Yo Takatsuki : «JPMorgan AM n’a jamais soutenu le dépôt d’une résolution externe»

Dans un entretien accordé à L’Agefi, Yo Takatsuki, global head of stewarship chez JPMorgan AM, détaille les ressorts de la politique de vote et d’engagement du groupe.
Yo Takatsuki, Global head of stewardship, JP Morgan AM
Yo Takatsuki, global head of stewarship chez JPMorgan AM  - 

L’Agefi : quel bilan dressez-vous de la saison 2022 des assemblées générales (AG) ?

Yo Takatsuki : En 2022 nous avons voté plus de 100.000 résolutions, assisté à près de 9.000 assemblées générales, dans tous les marchés où se trouvent des sièges de sociétés. L’extension de l’exercice des droits de vote est une complexité à laquelle notre industrie doit s’adapter sur le moyen terme. La complexité augmente également avec la montée des thèmes liés à l’ESG [environnement, social, gouvernance]. S’il est relativement simple de se prononcer sur une politique de dividendes, en revanche les détails qui sous-tendent une résolution climat peuvent être très différents.

Avez-vous soutenu des résolutions climat externes en 2022 ?

JPMorgan AM n’a jamais soutenu le dépôt d’une résolution externe et ne prévoit pas de le faire en 2023. Cette approche ne nous convient pas. Nous trouvons qu’elle place les entreprises dans une position défensive. Le caractère public de la confrontation peut faire perdre de vue l’objectif principal, qui est la définition et la mise en œuvre d’une stratégie crédible de transition énergétique. De plus, il est très difficile de faire adopter de telles résolutions à la majorité.

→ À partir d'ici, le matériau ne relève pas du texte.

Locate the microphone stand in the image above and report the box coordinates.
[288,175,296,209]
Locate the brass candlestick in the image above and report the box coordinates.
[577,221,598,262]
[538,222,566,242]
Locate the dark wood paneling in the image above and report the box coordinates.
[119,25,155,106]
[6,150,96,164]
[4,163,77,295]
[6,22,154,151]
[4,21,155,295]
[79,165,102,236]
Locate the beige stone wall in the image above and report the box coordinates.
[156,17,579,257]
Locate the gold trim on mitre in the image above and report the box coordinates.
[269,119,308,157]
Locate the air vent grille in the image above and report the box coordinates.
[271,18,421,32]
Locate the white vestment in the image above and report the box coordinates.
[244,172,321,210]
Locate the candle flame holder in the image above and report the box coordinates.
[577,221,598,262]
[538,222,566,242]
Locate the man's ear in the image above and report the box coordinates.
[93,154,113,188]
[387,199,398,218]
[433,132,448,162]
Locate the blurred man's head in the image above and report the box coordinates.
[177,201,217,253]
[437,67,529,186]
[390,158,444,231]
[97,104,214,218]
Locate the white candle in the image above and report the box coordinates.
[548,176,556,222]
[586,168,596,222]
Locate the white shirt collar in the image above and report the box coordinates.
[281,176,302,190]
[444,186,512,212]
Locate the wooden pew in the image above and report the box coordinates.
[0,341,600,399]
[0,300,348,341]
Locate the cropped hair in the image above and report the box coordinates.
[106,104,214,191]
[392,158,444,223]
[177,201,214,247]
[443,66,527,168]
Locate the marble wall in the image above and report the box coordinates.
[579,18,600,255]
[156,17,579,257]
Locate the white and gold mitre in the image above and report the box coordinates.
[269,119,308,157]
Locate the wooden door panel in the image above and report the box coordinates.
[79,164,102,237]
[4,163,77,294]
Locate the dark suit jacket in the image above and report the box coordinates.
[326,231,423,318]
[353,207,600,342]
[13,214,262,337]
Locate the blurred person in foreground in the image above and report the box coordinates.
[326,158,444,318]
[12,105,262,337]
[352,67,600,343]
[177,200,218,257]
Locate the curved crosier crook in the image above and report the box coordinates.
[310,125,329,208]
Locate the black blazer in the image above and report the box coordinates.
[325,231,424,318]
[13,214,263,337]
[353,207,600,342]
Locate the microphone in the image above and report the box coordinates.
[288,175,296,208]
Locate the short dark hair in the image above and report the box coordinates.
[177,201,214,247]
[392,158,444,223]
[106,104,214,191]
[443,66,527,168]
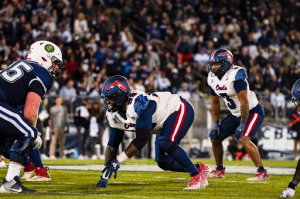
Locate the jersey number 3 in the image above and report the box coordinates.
[220,93,236,109]
[0,62,33,83]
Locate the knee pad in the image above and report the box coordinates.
[158,140,178,155]
[157,161,174,171]
[11,138,34,158]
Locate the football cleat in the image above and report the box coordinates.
[197,162,211,178]
[247,170,269,181]
[183,172,208,190]
[209,167,225,178]
[280,187,295,198]
[0,158,6,168]
[20,162,35,180]
[26,167,51,182]
[0,176,37,193]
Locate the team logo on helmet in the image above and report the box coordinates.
[107,81,127,92]
[45,44,54,53]
[218,52,232,62]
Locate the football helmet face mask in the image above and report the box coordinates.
[291,79,300,111]
[101,75,130,112]
[207,48,233,77]
[27,41,63,79]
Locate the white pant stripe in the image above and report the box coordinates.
[245,113,258,136]
[0,106,35,137]
[171,102,185,142]
[0,113,29,137]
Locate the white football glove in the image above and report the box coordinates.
[33,132,43,149]
[280,188,295,198]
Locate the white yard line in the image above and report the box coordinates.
[48,164,295,175]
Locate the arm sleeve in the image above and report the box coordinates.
[108,128,124,148]
[209,87,218,96]
[29,79,47,98]
[233,80,247,93]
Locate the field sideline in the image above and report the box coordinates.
[0,159,300,199]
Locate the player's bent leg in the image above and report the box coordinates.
[0,138,37,193]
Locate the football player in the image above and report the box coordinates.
[207,49,268,181]
[280,79,300,198]
[97,75,209,189]
[0,41,63,193]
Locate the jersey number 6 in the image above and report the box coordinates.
[0,62,33,83]
[220,93,236,109]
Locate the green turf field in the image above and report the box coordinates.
[40,159,297,168]
[0,169,300,199]
[0,159,300,199]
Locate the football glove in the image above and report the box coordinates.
[235,122,246,140]
[33,132,43,149]
[96,177,108,188]
[209,121,220,140]
[102,159,121,179]
[280,187,295,198]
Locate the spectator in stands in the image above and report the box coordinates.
[59,80,76,104]
[194,48,209,66]
[154,71,171,92]
[49,97,68,159]
[74,102,90,160]
[177,82,191,100]
[271,87,285,117]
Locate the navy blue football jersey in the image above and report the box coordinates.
[0,60,53,108]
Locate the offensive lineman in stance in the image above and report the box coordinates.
[280,80,300,198]
[207,49,268,181]
[97,75,209,189]
[0,41,62,193]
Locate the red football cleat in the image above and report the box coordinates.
[197,162,211,178]
[183,172,208,190]
[247,170,269,181]
[26,167,51,181]
[209,167,225,178]
[20,162,35,180]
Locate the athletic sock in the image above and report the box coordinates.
[257,166,265,172]
[5,163,22,181]
[29,149,44,168]
[170,146,199,175]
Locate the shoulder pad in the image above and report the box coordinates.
[27,62,53,91]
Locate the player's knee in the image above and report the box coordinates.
[157,162,174,171]
[240,136,251,146]
[10,138,34,165]
[158,140,178,155]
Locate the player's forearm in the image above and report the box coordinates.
[211,102,220,121]
[241,103,249,122]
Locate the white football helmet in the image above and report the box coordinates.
[27,41,63,79]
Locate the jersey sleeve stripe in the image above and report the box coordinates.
[28,77,47,93]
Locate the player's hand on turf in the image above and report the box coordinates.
[33,132,42,149]
[235,122,246,140]
[280,188,295,198]
[209,121,220,139]
[96,177,108,188]
[102,159,121,179]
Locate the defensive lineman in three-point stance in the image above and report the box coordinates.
[280,79,300,198]
[207,49,268,181]
[97,75,209,189]
[0,41,62,193]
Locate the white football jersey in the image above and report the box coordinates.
[106,90,181,133]
[207,66,258,117]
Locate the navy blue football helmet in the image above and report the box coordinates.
[101,75,130,112]
[291,79,300,108]
[207,48,233,77]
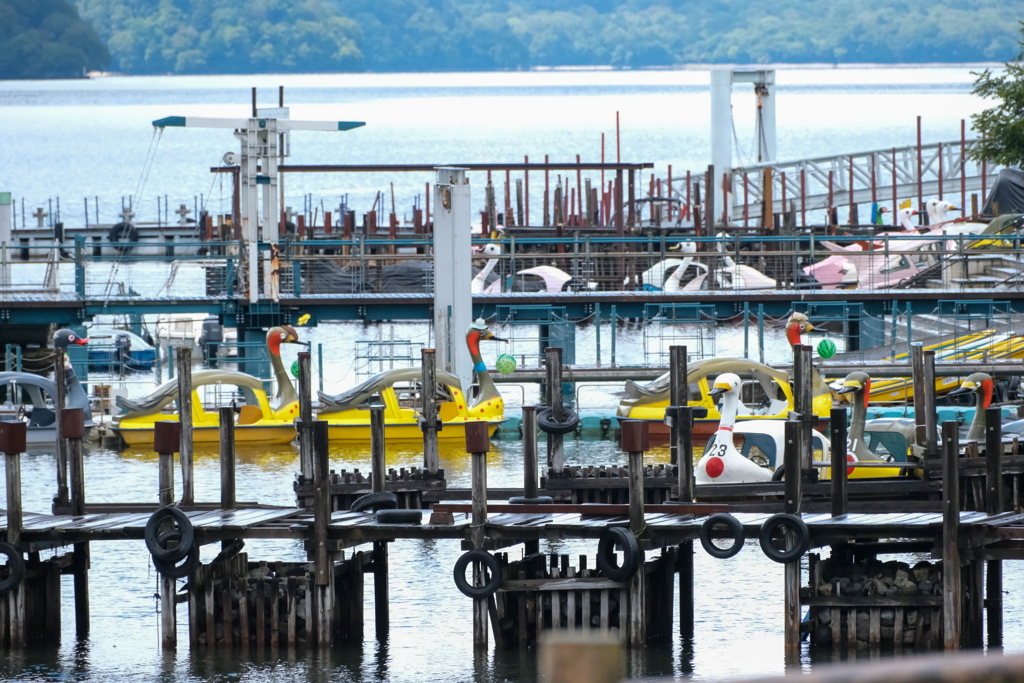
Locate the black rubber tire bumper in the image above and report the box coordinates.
[143,506,196,564]
[537,405,580,434]
[0,543,25,594]
[349,490,398,512]
[700,512,745,560]
[153,530,199,579]
[597,526,643,583]
[759,512,811,564]
[455,550,502,599]
[377,510,423,524]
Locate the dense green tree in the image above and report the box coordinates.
[0,0,111,79]
[49,0,1024,74]
[971,23,1024,168]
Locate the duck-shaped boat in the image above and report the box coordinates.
[317,319,505,443]
[114,325,299,445]
[616,313,831,445]
[0,330,92,443]
[821,372,906,479]
[693,373,772,484]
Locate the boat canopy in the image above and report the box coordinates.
[621,358,829,408]
[117,370,266,418]
[319,368,462,415]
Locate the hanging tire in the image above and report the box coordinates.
[537,405,580,434]
[759,512,811,564]
[377,510,423,524]
[106,221,138,254]
[349,490,398,512]
[0,543,25,594]
[455,550,502,599]
[153,531,199,579]
[700,512,745,560]
[597,526,642,583]
[143,506,196,564]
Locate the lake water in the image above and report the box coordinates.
[0,68,1024,683]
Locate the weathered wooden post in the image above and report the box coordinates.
[420,348,439,474]
[370,405,390,638]
[296,351,313,479]
[622,420,650,647]
[220,407,237,511]
[783,417,806,664]
[672,401,693,638]
[0,420,27,648]
[828,408,847,517]
[522,405,541,555]
[544,346,565,472]
[914,350,940,458]
[466,422,490,649]
[942,420,963,650]
[310,420,334,647]
[785,344,817,480]
[153,420,181,650]
[53,348,70,507]
[910,342,935,444]
[666,346,689,465]
[174,346,196,506]
[976,407,1002,648]
[60,408,89,636]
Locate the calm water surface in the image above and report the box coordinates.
[0,69,1024,683]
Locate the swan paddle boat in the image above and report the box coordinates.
[114,325,299,445]
[0,330,92,444]
[693,373,772,484]
[317,319,506,443]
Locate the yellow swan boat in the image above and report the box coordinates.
[316,319,505,443]
[114,325,299,445]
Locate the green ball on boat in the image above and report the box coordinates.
[495,353,515,375]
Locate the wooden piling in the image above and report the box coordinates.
[466,422,490,649]
[544,346,565,472]
[309,420,334,647]
[174,346,196,505]
[829,408,847,517]
[783,420,804,664]
[910,342,935,444]
[0,420,28,649]
[153,421,178,650]
[370,405,389,638]
[220,407,236,510]
[60,408,89,636]
[420,348,439,474]
[669,346,689,465]
[622,420,650,647]
[975,407,1004,648]
[53,348,70,507]
[942,420,963,650]
[915,350,939,458]
[297,351,313,479]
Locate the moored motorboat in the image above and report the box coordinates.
[0,330,92,443]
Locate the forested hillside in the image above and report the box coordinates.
[19,0,1024,74]
[0,0,111,79]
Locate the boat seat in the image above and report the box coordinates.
[239,405,263,425]
[29,407,57,427]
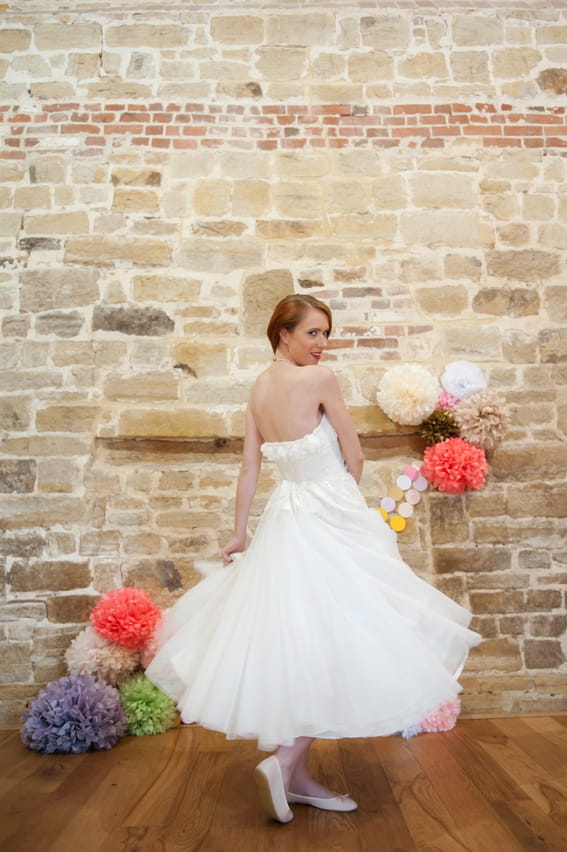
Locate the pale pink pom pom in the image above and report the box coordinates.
[419,698,461,734]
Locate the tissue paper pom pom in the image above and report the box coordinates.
[455,391,510,450]
[91,586,160,649]
[119,673,179,737]
[420,408,459,445]
[423,438,488,494]
[441,361,486,399]
[65,627,140,684]
[436,391,459,411]
[20,675,126,754]
[376,364,439,426]
[419,698,461,734]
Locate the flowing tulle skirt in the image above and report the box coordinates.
[147,474,480,749]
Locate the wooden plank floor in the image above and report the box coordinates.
[0,716,567,852]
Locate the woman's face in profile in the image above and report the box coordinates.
[281,308,329,367]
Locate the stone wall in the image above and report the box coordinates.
[0,0,567,724]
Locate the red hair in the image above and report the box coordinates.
[266,293,333,352]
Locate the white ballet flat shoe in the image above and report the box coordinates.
[287,793,358,811]
[254,755,293,822]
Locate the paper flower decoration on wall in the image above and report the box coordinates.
[377,361,509,520]
[376,364,440,426]
[441,361,486,399]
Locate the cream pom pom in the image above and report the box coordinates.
[376,364,440,426]
[441,361,486,399]
[65,626,140,685]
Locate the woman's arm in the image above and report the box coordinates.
[317,365,364,482]
[222,407,262,564]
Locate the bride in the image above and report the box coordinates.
[146,295,480,822]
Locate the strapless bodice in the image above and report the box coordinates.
[260,414,345,482]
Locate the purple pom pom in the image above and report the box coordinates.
[20,675,126,754]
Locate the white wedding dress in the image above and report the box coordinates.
[146,416,481,750]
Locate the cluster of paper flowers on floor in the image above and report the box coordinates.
[377,361,509,529]
[21,587,179,754]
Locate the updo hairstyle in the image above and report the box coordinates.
[266,293,333,352]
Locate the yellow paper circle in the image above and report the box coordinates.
[390,515,406,532]
[388,485,404,500]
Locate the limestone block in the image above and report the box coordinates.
[65,235,171,266]
[0,459,36,494]
[360,15,410,50]
[103,371,179,402]
[266,12,336,45]
[524,639,565,669]
[256,47,308,81]
[0,492,88,529]
[173,340,228,378]
[24,210,89,234]
[398,52,448,80]
[133,275,201,302]
[415,285,468,316]
[273,181,322,219]
[36,405,100,432]
[37,458,79,492]
[538,328,567,364]
[220,151,270,180]
[93,305,175,337]
[543,284,567,323]
[112,188,159,213]
[8,562,91,592]
[256,219,322,240]
[242,269,293,337]
[193,178,230,216]
[440,325,501,360]
[34,21,102,51]
[400,210,493,248]
[47,595,99,624]
[330,213,398,245]
[453,12,504,47]
[492,48,540,79]
[14,186,51,210]
[0,395,31,432]
[176,239,263,274]
[409,173,475,210]
[347,50,394,83]
[326,180,369,213]
[231,180,270,216]
[119,407,227,438]
[450,50,490,83]
[104,24,189,48]
[488,249,560,283]
[0,213,22,237]
[35,311,84,337]
[276,152,330,180]
[211,15,264,44]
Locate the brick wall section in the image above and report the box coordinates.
[0,0,567,723]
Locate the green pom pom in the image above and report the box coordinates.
[421,408,459,446]
[119,673,178,737]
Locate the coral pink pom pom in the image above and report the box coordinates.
[419,698,461,734]
[91,587,161,649]
[423,438,488,494]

Vous considérez donc qu’il n’est pas pertinent de relier la qualité de l’engagement actionnarial d’un investisseur au soutien qu’il apporte à ce genre de résolutions ?

Un taux de soutien qui se rapprocherait de 100% n’est pas nécessairement un signal positif. Sur 100 résolutions externes sur le climat, 15 à 20 d’entre elles peuvent être qualifiées d’utopiques. Sur certains marchés, comme la Suède, les règles de dépôt d’une résolution externe sont assez souples, et un grand nombre de résolutions sont déposées par des investisseurs individuels. Soutenir certaines d’entre elles serait dommageable pour une société du point de vue de la compétitivité, et ne servirait pas les intérêts des investisseurs. Un fort taux de soutien amènerait même à se demander si les actionnaires ont pris connaissance en profondeur des tenants et des aboutissants de cette résolution, ou bien s’ils lui apportent leur soutien uniquement parce qu’elle traite de la lutte contre le changement climatique.

La réponse à de telles questions est fréquemment plus complexe qu’un oui ou un non. Nous ne voulons pas apporter notre validation à un système qui permettrait et assurerait de mauvaises performances.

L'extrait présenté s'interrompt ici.